Assume I have to write a C or C++ computational intensive function that has 2 arrays as input and one array as output. If the computation uses the 2 input arrays more often than it updates the output array, I'll end up in a situation where the output array seldom gets cached because it's evicted in order to fetch the 2 input arrays.
I want to reserve one fraction of the cache for the output array and enforce somehow that those lines don't get evicted once they are fetched, in order to always write partial results in the cache.

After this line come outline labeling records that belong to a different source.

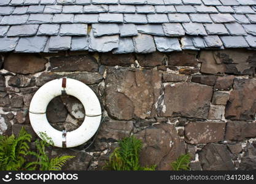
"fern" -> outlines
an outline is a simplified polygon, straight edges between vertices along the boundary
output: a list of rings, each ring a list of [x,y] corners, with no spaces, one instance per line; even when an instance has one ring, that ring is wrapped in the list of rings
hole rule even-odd
[[[180,156],[175,161],[171,163],[173,171],[188,171],[191,156],[189,154]]]
[[[31,137],[23,127],[17,137],[14,134],[9,137],[0,136],[0,171],[23,169]]]
[[[155,166],[141,167],[139,164],[139,153],[142,143],[141,140],[130,137],[118,142],[119,147],[115,148],[109,156],[105,167],[114,171],[153,171]]]

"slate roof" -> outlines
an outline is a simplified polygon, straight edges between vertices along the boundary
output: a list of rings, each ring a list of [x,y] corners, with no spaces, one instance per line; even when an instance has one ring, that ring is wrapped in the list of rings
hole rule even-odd
[[[1,0],[0,52],[256,48],[256,0]]]

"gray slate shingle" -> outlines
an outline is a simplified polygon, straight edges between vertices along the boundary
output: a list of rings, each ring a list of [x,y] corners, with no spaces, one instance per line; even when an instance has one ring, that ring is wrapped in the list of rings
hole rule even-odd
[[[15,48],[16,52],[39,53],[44,51],[47,42],[46,36],[21,37]]]

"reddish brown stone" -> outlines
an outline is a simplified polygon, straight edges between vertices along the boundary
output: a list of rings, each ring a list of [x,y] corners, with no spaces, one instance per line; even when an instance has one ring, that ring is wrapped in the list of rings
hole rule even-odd
[[[173,125],[157,125],[134,136],[144,144],[140,158],[144,166],[156,164],[157,170],[169,170],[170,163],[185,154],[185,144]]]
[[[37,55],[12,53],[5,59],[4,68],[19,74],[33,74],[45,69],[47,60]]]
[[[216,77],[215,75],[193,75],[191,81],[209,86],[214,86],[216,82]]]
[[[256,113],[256,79],[235,79],[234,90],[227,104],[225,117],[230,120],[254,120]]]
[[[232,88],[234,79],[235,77],[233,75],[218,77],[214,86],[214,90],[230,90]]]
[[[171,53],[168,56],[168,65],[196,66],[198,63],[196,52]]]
[[[97,60],[91,55],[60,56],[50,58],[50,70],[52,72],[99,71]]]
[[[107,66],[130,66],[135,63],[134,54],[114,55],[111,53],[101,53],[99,59],[102,64]]]
[[[212,88],[193,83],[179,83],[165,88],[163,116],[206,119]]]
[[[256,137],[256,122],[228,121],[225,139],[242,140],[246,137]]]
[[[162,65],[164,56],[162,53],[154,52],[147,54],[136,54],[137,60],[141,66],[156,66]]]
[[[223,140],[225,125],[224,122],[190,122],[185,126],[185,140],[192,144]]]

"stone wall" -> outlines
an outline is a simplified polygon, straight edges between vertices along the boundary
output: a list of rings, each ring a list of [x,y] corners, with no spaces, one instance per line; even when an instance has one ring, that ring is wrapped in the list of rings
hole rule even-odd
[[[142,165],[168,170],[179,155],[192,156],[192,170],[255,169],[256,52],[246,50],[112,55],[66,52],[2,54],[0,132],[33,132],[28,108],[37,90],[66,76],[88,85],[104,117],[93,145],[52,148],[53,156],[76,156],[69,170],[100,170],[117,140],[144,142]],[[47,118],[61,129],[85,117],[80,102],[55,98]]]

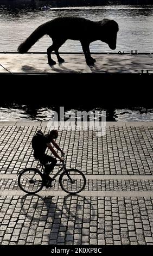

Update1(output[]) // Output gets cached
DoCompute1(input1[]); // Input 1 gets cached
DoCompute2(input2[]); // Input 2 gets cached
Update2(output[]); // Output is not in the cache anymore and has to get cached again
...
I know there are mechanisms to help eviction: clflush, clevict, _mm_clevict, etc. Are there any mechanisms for the opposite?
I am thinking of 3 possible solutions:
- Using _mm_prefetch from time to time to fetch the data back if it has been evicted. However this might generate unnecessary traffic plus that I need to be very careful to when to introduce them;
- Trying to do processing on smaller chunks of data. However this would work only if the problem allows it;
- Disabling hardware prefetchers where that's possible to reduce the rate of unwanted evictions.
Other than that, is there any elegant solution?